Science has always been political. The Enlightenment brought forth a series of revolutions that transformed both our understanding of the universe and our role in it. New scientific discoveries often threaten the justification for power of those in authority, placing scientists at the center of politics. Galileo’s confrontation with the Catholic Church comes immediately to mind, but tensions between scientists and political authorities erupt with relative frequency. One of the early figures of the English Enlightenment, Thomas Hobbes, fled to Paris over concern about how his political works would be taken by Parliament (Hobbes was a royalist, and hostile to the Catholic Church).
This was not without good reason, as Bertrand Russell would later recall in The Impact of Science on Society: “After the Plague and the Great Fire, a House of Commons Committee inquired into the causes of those misfortunes, which were generally attributed to divine displeasure, though it was not clear to what the displeasure was due. The Committee decided that what most displeased the Lord was the works of Mr. Thomas Hobbes. It was decreed that no work of his should be published in England. This measure proved effective: there has never since been a plague or Great Fire in London.”
Some of the greatest scientists of the 20th century were vocal advocates of political freedom and democracy. Growing up in Russia-controlled Poland, Marie Curie attended a clandestine “floating university” that circumvented the restrictive educational system, and she was an opponent of authoritarianism throughout her entire, two-Nobel-Prize-winning life. While neither Albert Einstein nor Stephen Hawking were ever photographed at a Vietnam protest with Vanessa Redgrave, both were peace activists and staunch defenders of democracy.

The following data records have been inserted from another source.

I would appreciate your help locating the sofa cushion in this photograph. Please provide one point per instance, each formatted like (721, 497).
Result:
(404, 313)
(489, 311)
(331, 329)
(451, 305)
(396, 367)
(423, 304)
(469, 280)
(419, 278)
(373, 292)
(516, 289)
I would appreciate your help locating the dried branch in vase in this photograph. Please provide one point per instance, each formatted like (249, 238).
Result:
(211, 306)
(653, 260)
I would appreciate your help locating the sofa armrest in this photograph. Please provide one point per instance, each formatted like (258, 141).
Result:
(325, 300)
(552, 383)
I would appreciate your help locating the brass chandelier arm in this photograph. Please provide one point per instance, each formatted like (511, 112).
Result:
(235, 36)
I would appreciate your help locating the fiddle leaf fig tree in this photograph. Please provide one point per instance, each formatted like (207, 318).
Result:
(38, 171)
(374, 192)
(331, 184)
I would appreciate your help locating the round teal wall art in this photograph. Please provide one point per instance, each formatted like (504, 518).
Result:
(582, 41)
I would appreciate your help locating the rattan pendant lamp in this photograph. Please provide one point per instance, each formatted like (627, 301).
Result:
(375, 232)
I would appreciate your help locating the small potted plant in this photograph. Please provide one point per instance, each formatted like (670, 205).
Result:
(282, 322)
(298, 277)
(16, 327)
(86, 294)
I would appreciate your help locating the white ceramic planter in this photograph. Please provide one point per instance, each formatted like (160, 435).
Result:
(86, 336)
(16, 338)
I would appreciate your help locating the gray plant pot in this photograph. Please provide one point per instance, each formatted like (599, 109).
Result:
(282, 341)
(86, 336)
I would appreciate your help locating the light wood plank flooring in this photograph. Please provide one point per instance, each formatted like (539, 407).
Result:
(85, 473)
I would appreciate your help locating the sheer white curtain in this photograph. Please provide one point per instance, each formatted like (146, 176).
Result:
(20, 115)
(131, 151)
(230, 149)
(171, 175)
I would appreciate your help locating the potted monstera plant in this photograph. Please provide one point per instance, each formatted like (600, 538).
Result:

In recent decades, political scientists have worked to support the Voting Rights Act of 1965, developing statistical estimates of voter registration, malapportionment, vote dilution and other quantitative measures of constitutional violations. To address racial gerrymandering and redistricting plans, political scientists developed ecological inference procedures, and formal models of electoral system performance based on the relationship between votes and seats.